Thursday, December 28, 2006

And then the crash

Although I tried not to overdo for the holidays, I apparently miscalculated.  I woke up this morning and it was a good thing that I'd fallen asleep on the couch last night, because I needed to use the back of the couch to pull myself to a sitting position.  Not sure how I would've gotten up if I'd made it to the bed last night.

Getting to the kitchen for breakfast was a long, slow, shuffling ordeal.  My leg muscles were working no better than my trunk muscles.

Tried to read, but my eye muscles weren't working well enough to focus on the page and I had to give up.

On days like this, I'd love to have a muscle biopsy to prove there's something seriously wrong, but since I get no government assistance of any kind, I'm not sure how I'd pay for it.

I did manage to limp back to the kitchen to heat a can of soup for lunch, but I'm not sure I'll make it a third time for dinner.

Tuesday, December 26, 2006

Post-Christmas Shopping

When the rest of the county went to the mall looking for bargains and returning gifts, we went for groceries.  Smart & Final was pretty well deserted, which is why I figured it was safe to venture in there.

Got a package of hamburger, so I can make some casseroles, some chips and sparkling apple juice for New Year's, and did get some half-price Christmas candy.  :)

Our New Year's party tends to begin early -- when it's midnight in London.  Every hour on the hour, we toast again as CNN celebrates in another time zone.  More often than not, we celebrate with my parents in NY (which is 9 PM here) and call it a day.
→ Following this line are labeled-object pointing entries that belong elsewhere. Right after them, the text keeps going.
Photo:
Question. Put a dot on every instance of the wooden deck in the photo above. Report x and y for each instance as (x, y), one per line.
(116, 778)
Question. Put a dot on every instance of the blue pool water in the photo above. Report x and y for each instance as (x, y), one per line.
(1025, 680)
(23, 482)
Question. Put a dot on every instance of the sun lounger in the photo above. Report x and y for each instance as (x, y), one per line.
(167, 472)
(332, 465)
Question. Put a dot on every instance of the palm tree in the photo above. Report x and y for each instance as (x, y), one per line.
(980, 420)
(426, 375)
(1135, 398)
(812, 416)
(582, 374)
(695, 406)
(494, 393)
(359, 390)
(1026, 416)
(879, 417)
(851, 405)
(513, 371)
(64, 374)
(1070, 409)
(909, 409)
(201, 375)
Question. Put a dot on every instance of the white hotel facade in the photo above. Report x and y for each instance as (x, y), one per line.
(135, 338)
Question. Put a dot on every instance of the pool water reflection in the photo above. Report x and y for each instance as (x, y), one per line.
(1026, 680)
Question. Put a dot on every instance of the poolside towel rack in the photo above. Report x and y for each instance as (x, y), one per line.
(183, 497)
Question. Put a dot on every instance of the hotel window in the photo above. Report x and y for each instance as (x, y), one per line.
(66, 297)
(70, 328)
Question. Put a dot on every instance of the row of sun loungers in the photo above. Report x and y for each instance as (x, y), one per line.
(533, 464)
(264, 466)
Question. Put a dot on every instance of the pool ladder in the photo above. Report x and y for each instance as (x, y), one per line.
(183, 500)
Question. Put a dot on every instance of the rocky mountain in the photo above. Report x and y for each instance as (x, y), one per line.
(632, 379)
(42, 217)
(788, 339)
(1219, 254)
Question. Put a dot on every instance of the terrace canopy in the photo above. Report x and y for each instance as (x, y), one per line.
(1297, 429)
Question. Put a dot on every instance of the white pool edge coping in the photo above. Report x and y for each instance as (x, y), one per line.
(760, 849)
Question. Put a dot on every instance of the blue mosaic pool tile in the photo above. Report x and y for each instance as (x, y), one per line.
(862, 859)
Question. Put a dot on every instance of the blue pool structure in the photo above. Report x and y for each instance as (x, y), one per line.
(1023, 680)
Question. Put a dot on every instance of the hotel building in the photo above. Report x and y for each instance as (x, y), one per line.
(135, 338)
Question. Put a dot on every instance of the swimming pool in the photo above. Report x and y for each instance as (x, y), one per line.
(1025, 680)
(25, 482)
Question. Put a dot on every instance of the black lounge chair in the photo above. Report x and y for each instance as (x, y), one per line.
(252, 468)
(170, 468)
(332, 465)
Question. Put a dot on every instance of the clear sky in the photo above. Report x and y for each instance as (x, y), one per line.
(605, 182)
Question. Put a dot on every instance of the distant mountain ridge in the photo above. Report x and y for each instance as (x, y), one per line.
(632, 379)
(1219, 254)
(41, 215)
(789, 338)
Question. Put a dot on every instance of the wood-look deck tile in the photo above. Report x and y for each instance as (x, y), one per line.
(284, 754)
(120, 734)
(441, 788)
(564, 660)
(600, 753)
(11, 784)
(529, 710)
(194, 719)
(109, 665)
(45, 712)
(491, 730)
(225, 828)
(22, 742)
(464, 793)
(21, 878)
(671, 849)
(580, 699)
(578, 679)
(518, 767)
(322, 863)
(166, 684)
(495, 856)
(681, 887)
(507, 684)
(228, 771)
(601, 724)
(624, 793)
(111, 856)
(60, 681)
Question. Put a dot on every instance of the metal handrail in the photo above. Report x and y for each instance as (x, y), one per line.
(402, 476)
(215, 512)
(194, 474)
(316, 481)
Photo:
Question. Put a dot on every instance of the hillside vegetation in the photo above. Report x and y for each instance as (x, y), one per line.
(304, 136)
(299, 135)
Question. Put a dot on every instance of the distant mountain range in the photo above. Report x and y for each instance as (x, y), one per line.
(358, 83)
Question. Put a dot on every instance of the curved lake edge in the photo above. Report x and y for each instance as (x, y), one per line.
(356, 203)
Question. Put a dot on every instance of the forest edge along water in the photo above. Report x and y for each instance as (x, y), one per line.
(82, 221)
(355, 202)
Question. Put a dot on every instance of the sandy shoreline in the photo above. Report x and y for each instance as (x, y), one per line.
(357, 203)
Having been out for a short time this afternoon, I came home and collapsed on the couch, then fell asleep.  Woke up in such horrendous pain that I nearly passed out from it.  Hours later, I'm still considering whether I have it in me to get up and reheat some leftovers for dinner, or if "dinner" is going to be a package of peanut butter crackers that I keep near the couch for the nights that I can't make it as far as the kitchen. 

That's the reality of going shopping with CFS -- it takes a lot out of you and leaves you basically useless the rest of the day.

 

Sunday, December 24, 2006

Christmas with CFS

Merry Christmas to all my readers!
 
Christmas with CFS means something very different from what most people experience.
 
With the immune dysfunction, I avoid crowds so I won't be sick for the holiday -- it's not uncommon for a simple case of flu to stick around for 3 weeks.  So, all the Christmas shopping has to be done early -- before the stores get crowded, and before flu season starts.  For the same reason, I can't go to church on Christmas -- other people will force themselves from their sickbed "because it's Christmas", and I wind up paying the price for their decision.
 
With the orthostatic intolerance, I can't be on my feet for hours baking cookies.  The only thing I bake is German Stollen.  It's a yeast dough, so you mix it up, and go lie down for 20 minutes while it rises.  You pay attention to it for a few minutes, and go lie down for 30 minutes while it rises again.  Although the process takes a total of 3 hours from start to finish, I'm only actually working on it for about 15 minutes.
 
I also can't spend a lot of time upright decorating the tree, or stand on a chair to put the tree topper on.  I'm down from a 7.5 foot tree to a four-footer.  This year, it has a whopping 12 ornaments on it, and someone else put the lights on.  In previous years, I've put the tree away fully-decorated, so that the following year it takes me all of 3 minutes to pull it out of the box and set it up.
 
I also don't have it in me to put together a big holiday dinner.  For many years already, a friend and I have gone out for Chinese food the night before, and I bring home a variety of appetizers to reheat throughout the day on Christmas.  That's the big celebratory dinner these days.  I don't even cook for myself on Christmas Day, much less for family and friends any more.
 
I have to skip neighborhood holiday parties because by 7 PM when the parties start, I'm horizontal and too exhausted to get myself there.
 
Yes, it's Christmas at my house, just like it is at yours, but my Christmas isn't just like yours.  My Christmas is spent mostly lying on the couch listening to music on the radio -- not cooking or socializing or travelling to visit relatives.